A second goal, related to the first, should be to enhance the rebalance to Asia. This is a policy that should be central to Hillary Clinton’s campaign, since she and her team at the State Department were critical in launching it in the first place. Rebalancing does not mean that suddenly the United States would cease to retain any strategic interest in Europe and the Middle East; this would simply replace one expression of overbalanced foreign policy with another. For her inaugural trip as secretary of state in 2009, Clinton traveled to Asia, with Japan as the first stop. The next president should do the same. If the TPP is signed this year, the agreement will provide a major boost to the rebalancing effort, but more generally, the next president must continue to bolster traditional American allies (in particular Japan and South Korea), deter Chinese aggression and intimidation in the South China Sea, and continue to develop ties to ASEAN countries.
Looking beyond Asia, the Iranian nuclear issue may be resolved by this president; the Israeli-Palestinian conflict will remain on the agenda for the next. As long as Vladimir Putin remains in power, any future U.S. president will need to continue to contain the threat Russia poses to Europe. A formidable test for the next president will be to address those challenges that require other countries’ cooperation in a world in which the United States is no longer able to dictate to others.

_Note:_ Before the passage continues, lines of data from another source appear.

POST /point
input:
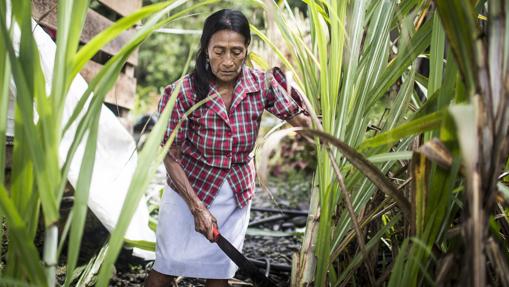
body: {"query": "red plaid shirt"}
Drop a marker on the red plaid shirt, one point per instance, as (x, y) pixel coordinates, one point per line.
(216, 145)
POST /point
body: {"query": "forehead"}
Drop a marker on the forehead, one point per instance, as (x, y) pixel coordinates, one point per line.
(227, 38)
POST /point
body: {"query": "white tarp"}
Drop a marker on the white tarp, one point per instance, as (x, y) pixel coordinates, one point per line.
(114, 162)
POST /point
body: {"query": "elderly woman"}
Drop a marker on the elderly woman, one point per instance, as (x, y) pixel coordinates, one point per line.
(210, 167)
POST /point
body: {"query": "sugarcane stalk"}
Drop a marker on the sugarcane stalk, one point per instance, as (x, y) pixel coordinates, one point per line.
(50, 254)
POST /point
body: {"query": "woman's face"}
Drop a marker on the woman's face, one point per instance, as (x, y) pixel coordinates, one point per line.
(226, 51)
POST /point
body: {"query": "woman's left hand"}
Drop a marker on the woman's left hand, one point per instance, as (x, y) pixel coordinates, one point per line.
(204, 222)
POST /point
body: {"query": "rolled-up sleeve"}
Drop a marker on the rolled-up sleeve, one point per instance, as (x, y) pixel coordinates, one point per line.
(281, 102)
(177, 115)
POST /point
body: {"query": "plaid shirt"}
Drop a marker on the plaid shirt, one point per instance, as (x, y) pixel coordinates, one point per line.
(217, 145)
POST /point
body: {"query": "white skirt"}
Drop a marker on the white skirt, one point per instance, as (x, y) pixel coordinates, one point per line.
(181, 251)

Today, central challenges requiring international collaboration include nonproliferation, terrorism, cybersecurity and climate change. Moreover, beyond basic questions of relations with particular powers (most notably China and Russia, but also India, Brazil and South Africa) looms the question of the centrality in American foreign policy of human rights and particularly the responsibility to protect populations at risk of genocide.
If the Democratic Party is to continue to serve as the progressive party in the United States, then the responsibility to protect must maintain a central position in the next Democratic president’s agenda. The international order is changing, and while the United States no longer dominates global affairs as it did in the 1990s, it remains the world’s leading power. We now understand that the United States cannot remake other societies. But we also understand that without U.S. leadership, a liberal international order cannot exist. When crimes against humanity are committed, only the United States can lead a coalition to stop the violence, and any Democratic candidate for president should support this foreign-policy priority.
Hillary Clinton’s foreign policy would likely be far more proactive than that of Obama—yet she cannot fully embrace the foreign-policy agenda of her husband, either, as circumstances have changed dramatically over time. Going forward, the United States will require a president who appreciates the limitations of U.S. power and yet still maintains the resolve to identify opportunities to lead the world.